Merge common parts of FutureNCCL into at::ivalue::Future #48505

lw · 2020-11-26T18:57:25Z

Stack from ghstack:

Add support for async callbacks in ivalue::Future #48790 Add support for async callbacks in ivalue::Future
Drop FutureNCCL in favor of vanilla CUDAFuture #49014 Drop FutureNCCL in favor of vanilla CUDAFuture
Make CUDAFuture remember and restore current device in callback #48789 Make CUDAFuture remember and restore current device in callback
Remove DataPtr extractor from CUDAFuture #48840 Remove DataPtr extractor from CUDAFuture
Cache the DataPtrs in CUDAFuture #48788 Cache the DataPtrs in CUDAFuture
Split out reusable CUDAFuture from FutureNCCL #48506 Split out reusable CUDAFuture from FutureNCCL
Merge common parts of FutureNCCL into at::ivalue::Future #48505 Merge common parts of FutureNCCL into at::ivalue::Future
Split FutureNCCL's CUDA-specific parts from generic future logic #48504 Split FutureNCCL's CUDA-specific parts from generic future logic
Support wider range of types in FutureNCCL #48502 Support wider range of types in FutureNCCL
Don't store device indices separately on FutureNCCL #48501 Don't store device indices separately on FutureNCCL
Add multi-GPU support to FutureNCCL #48500 Add multi-GPU support to FutureNCCL
Fix FutureNCCL not recording dataptrs with caching alloc in wait() #48563 Fix FutureNCCL not recording dataptrs with caching alloc in wait()
Fix FutureNCCL's completed() disagreeing with wait() #48503 Fix FutureNCCL's completed() disagreeing with wait()
Record CUDA events for "follow-up" FutureNCCL inside markCompleted #48499 Record CUDA events for "follow-up" FutureNCCL inside markCompleted
Use fresh stream from pool for each FutureNCCL callback #48498 Use fresh stream from pool for each FutureNCCL callback
Make FutureNCCL record events in current stream #48497 Make FutureNCCL record events in current stream
Have FutureNCCL record streams w/ allocator in addCallback #48496 Have FutureNCCL record streams w/ allocator in addCallback
Add some safeguards to FutureNCCL #48562 Add some safeguards to FutureNCCL
Remove NCCL dependency from PythonFutureWrapper #48495 Remove NCCL dependency from PythonFutureWrapper
Avoid using FutureNCCL before it's ready #48561 Avoid using FutureNCCL before it's ready

This commit is part of a stack that reworks FutureNCCL in order to extract a generic CUDA-aware Future subclass. The stack deliberately breaks up this transition into elementary changes, to make it easier to verify that the behavior is preserved (or to highlight how it gets changed).

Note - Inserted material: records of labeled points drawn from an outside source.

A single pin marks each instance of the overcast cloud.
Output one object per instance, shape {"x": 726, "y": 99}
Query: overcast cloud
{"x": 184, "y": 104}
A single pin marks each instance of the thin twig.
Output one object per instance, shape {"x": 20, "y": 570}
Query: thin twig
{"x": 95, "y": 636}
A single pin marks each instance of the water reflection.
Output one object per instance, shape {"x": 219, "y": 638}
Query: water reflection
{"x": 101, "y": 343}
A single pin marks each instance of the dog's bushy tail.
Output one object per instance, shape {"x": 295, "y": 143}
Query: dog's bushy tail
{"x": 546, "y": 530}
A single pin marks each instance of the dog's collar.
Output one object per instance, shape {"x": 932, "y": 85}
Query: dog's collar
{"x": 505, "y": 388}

FutureNCCL isn't just adding CUDA support to ivalue::Future, it's also reimplementing a lot of the latter's logic (by overriding plenty of its methods). That's brittle, as whenever a new method is added to ivalue::Future there's a risk of forgetting to add it to FutureNCCL, and in such a case calling this method on FutureNCCL would defer to the base class and give inconsistent results (e.g., future not being completed when it actually is). This is already happening, for example with the waitAndThrow or hasError, which are not implemented by FutureNCCL. In addition, this creates duplication between the two classes, which could lead to inconsistencies of behavior, bugs, missing features, ...

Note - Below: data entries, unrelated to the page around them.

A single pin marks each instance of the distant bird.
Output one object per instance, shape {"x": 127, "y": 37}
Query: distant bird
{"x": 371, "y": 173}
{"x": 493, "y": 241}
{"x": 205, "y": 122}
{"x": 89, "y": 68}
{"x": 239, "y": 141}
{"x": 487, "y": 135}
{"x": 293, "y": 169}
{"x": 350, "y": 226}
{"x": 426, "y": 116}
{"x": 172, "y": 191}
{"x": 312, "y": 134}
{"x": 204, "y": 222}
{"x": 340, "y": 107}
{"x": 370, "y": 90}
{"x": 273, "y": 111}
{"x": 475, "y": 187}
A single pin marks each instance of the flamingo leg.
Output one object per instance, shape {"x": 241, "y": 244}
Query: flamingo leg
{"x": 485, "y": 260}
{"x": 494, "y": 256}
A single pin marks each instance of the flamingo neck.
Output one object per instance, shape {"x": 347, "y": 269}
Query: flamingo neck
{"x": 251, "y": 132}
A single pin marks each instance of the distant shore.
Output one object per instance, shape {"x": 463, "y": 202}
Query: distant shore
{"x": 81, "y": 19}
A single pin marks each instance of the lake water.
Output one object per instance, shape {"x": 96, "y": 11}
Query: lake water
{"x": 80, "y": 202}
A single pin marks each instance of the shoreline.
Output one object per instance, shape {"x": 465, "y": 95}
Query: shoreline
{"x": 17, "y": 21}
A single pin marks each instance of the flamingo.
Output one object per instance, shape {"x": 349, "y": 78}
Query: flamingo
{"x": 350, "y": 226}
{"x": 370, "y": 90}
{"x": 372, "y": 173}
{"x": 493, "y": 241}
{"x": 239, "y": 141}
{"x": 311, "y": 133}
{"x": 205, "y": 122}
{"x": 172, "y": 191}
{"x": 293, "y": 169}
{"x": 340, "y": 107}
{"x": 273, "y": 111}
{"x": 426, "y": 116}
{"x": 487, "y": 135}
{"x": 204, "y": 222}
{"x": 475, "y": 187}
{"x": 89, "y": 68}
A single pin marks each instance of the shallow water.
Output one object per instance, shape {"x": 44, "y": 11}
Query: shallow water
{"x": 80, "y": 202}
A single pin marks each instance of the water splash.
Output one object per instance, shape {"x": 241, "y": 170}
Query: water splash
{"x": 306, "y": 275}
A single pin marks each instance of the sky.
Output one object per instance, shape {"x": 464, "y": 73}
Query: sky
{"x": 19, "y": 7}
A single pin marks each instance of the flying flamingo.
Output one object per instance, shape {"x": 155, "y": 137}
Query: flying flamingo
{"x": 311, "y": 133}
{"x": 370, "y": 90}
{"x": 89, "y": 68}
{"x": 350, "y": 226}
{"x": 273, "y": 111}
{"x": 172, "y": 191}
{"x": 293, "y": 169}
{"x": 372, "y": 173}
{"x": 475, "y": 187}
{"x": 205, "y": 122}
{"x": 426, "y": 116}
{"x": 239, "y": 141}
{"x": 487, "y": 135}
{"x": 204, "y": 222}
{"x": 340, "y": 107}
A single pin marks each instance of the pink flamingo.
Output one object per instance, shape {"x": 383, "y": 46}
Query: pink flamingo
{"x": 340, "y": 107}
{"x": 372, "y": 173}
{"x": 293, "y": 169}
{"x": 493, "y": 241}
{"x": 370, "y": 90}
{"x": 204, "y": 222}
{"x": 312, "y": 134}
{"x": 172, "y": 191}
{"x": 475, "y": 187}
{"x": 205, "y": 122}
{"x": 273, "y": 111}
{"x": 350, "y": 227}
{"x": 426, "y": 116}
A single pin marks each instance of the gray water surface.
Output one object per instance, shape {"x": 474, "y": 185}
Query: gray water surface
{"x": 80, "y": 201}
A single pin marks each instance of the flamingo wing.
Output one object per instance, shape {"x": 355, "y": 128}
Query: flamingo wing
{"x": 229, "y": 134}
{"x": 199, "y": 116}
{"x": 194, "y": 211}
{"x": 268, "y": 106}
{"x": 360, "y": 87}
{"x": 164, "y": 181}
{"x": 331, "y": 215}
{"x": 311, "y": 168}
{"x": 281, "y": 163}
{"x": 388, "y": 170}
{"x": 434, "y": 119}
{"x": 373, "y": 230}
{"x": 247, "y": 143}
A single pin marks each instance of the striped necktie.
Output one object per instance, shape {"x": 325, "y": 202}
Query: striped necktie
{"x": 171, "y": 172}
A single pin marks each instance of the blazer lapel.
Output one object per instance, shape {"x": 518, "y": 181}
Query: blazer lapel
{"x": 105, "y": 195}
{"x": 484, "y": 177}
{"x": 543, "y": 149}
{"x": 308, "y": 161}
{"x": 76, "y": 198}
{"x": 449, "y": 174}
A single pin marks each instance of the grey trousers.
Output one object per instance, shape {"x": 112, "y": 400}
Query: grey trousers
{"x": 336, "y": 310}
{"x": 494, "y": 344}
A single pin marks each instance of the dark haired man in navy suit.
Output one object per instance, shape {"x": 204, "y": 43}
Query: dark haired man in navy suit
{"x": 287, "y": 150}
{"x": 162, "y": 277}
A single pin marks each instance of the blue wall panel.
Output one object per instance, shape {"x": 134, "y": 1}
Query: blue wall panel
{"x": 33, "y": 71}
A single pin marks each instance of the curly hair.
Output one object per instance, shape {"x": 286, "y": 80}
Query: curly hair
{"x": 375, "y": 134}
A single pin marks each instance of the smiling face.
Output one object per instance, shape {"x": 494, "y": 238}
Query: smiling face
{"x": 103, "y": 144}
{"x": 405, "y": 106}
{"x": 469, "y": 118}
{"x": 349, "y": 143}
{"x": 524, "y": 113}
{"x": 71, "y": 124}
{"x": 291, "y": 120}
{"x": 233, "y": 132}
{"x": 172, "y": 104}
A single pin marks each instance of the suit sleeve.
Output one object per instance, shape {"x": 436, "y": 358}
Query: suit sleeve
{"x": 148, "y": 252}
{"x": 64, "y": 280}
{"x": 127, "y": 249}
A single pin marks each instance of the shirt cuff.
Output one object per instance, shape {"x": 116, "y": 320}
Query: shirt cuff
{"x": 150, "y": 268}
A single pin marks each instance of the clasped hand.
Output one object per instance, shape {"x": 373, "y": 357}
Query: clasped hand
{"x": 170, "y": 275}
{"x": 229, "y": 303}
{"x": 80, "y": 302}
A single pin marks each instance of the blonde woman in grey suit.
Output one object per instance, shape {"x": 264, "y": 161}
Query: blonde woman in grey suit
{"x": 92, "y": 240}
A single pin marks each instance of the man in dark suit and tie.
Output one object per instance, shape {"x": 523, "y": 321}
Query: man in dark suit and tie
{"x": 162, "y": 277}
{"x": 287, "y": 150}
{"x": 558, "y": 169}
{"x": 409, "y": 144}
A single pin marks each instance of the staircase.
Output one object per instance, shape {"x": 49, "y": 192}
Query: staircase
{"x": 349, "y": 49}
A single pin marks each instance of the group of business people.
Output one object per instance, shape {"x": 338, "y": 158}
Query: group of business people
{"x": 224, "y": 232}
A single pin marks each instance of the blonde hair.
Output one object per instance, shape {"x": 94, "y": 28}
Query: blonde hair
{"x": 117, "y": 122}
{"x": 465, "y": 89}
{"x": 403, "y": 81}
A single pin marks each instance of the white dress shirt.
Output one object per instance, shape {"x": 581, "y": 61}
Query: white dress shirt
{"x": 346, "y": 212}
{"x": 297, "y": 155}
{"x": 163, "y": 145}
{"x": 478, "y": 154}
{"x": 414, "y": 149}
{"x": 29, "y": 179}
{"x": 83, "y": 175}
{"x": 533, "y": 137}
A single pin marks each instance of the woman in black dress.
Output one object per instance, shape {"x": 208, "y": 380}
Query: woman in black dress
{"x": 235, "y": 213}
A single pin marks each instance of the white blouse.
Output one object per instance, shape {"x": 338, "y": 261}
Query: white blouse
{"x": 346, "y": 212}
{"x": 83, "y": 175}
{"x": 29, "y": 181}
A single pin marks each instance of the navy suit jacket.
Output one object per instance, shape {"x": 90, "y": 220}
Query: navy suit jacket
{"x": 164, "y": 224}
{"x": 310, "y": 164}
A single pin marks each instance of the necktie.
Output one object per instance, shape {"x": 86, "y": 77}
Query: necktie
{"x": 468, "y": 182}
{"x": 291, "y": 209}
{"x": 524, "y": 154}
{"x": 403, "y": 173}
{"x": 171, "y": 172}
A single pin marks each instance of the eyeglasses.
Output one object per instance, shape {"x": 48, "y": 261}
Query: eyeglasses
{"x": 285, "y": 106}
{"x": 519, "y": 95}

The best solution would be to keep the core future logic in ivalue::Future, and have only the CUDA additions in FutureNCCL. That's what we're going to do, in two steps. In the previous commit, I split the CUDA features into separate hooks, which are called by FutureNCCL's other methods. In this commit, I'm removing these latter methods, and invoke the hooks directly from ivalue::Future.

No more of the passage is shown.